Takuya Ohtani, Shigeo S. Kimura, Toru Tsuribe, Eduard I. Vorobyov

Published 2014-08-24Version 1

A physical mechanism that drives FU Orionis-type outbursts is reconsidered. We study the effect of inner part of a circumstellar disk covering a region from near the central star to the radius of approximately $5$ AU (hereafter, the inner disk). Using the fluctuated mass accretion rate onto the inner disk $\dot{M}_{\rm out}$, we consider the viscous evolution of the inner disk and the time variability of the mass accretion rate onto the central star $\dot{M}_{\rm in}$ by means of numerical calculation of an unsteady viscous accretion disk in a one-dimensional axisymmetric model.

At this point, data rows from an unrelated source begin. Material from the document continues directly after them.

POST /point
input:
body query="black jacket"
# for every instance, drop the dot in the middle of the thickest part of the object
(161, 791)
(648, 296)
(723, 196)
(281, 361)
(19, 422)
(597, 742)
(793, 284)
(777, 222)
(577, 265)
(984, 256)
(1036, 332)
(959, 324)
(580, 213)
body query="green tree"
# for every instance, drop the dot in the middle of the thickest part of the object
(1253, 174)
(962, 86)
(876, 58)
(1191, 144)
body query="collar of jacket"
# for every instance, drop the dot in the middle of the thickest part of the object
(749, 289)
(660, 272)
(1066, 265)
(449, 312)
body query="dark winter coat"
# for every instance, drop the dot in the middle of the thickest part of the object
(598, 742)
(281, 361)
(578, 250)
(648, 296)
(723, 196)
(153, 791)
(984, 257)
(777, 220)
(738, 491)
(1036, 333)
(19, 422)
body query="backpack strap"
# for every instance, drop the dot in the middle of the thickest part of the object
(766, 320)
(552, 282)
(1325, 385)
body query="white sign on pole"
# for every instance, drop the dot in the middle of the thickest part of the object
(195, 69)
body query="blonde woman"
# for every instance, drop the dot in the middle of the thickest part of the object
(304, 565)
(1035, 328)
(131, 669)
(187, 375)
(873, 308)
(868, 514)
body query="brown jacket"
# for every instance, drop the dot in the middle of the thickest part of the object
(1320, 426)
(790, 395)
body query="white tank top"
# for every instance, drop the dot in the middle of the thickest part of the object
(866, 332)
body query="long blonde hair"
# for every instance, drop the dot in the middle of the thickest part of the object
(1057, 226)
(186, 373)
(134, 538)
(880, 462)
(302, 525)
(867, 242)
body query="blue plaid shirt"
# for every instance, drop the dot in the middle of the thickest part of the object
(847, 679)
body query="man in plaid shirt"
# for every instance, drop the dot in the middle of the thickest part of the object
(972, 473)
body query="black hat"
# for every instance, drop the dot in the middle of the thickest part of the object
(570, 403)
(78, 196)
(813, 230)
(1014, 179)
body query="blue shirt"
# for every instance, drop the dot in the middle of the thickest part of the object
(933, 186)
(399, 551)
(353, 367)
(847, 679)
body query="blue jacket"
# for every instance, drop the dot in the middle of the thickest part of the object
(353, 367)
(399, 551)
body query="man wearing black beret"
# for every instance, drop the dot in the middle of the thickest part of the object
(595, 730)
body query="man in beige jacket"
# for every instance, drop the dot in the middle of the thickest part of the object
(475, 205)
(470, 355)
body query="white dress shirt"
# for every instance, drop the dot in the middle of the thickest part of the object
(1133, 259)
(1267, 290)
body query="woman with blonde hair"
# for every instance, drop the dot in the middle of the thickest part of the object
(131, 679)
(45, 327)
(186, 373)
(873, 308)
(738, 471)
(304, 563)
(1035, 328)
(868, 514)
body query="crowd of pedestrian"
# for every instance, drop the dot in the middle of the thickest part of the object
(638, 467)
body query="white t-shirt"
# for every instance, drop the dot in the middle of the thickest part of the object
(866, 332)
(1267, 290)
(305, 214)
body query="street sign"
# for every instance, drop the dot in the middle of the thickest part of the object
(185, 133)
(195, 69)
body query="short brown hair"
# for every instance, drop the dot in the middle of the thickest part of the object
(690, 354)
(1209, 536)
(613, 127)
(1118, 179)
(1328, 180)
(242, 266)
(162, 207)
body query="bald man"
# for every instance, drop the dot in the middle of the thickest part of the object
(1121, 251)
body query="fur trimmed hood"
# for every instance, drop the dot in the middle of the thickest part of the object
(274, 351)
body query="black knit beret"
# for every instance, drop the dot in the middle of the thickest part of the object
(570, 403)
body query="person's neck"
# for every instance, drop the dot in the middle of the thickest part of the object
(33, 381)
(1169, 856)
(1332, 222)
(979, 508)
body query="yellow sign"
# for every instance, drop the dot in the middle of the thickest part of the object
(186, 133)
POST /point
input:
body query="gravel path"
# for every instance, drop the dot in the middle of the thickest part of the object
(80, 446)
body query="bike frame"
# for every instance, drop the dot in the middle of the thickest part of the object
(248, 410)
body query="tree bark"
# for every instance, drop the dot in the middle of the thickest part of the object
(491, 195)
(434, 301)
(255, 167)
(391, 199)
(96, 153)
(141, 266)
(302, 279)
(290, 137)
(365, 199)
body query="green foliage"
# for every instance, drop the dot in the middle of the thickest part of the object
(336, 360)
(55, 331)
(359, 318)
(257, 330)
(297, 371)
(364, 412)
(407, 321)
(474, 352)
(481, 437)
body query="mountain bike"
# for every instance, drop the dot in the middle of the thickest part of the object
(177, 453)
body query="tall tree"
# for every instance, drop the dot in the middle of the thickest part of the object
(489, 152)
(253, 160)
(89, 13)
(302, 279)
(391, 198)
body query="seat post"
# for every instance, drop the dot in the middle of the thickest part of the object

First, we calculate the evolution of the inner disk assuming an oscillating $\dot{M}_{\rm out}$. It is shown that the time variability of $\dot{M}_{\rm in}$ does not coincide with $\dot{M}_{\rm out}$ due to viscous diffusion. Second, we investigate the properties of spontaneous outbursts with temporally constant $\dot{M}_{\rm out}$. Outburst occur only in a limited range of mass accretion rates onto the inner disk $10^{-10}<\dot{M}_{\rm out}< 3\times 10^{-6}~{\rm M}_{\odot} {\rm yr}^{-1}$ due to gravo-magneto limit cycle (GML). Finally, we discuss the case with a combination of episodic $\dot{M}_{\rm out}$ and accretion outbursts cause by the GML in the inner disk. The GML can drive accretion outbursts onto the star even for the case of fluctuating $\dot{M}_{\rm out}$, although fluctuations of $\dot{M}$ decay during transmitting the inner disk inwards. We newly identified two modes of outburst which are spontaneous one and stimulated one. In a stimulated mode of outburst, $\dot{M}_{\rm out}$ does appear directly in $\dot{M}_{\rm in}$ (the latter defining the stellar accretion luminosity). In a spontaneous mode of outburst, $\dot{M}_{\rm out}$ appears as the interval between outbursts.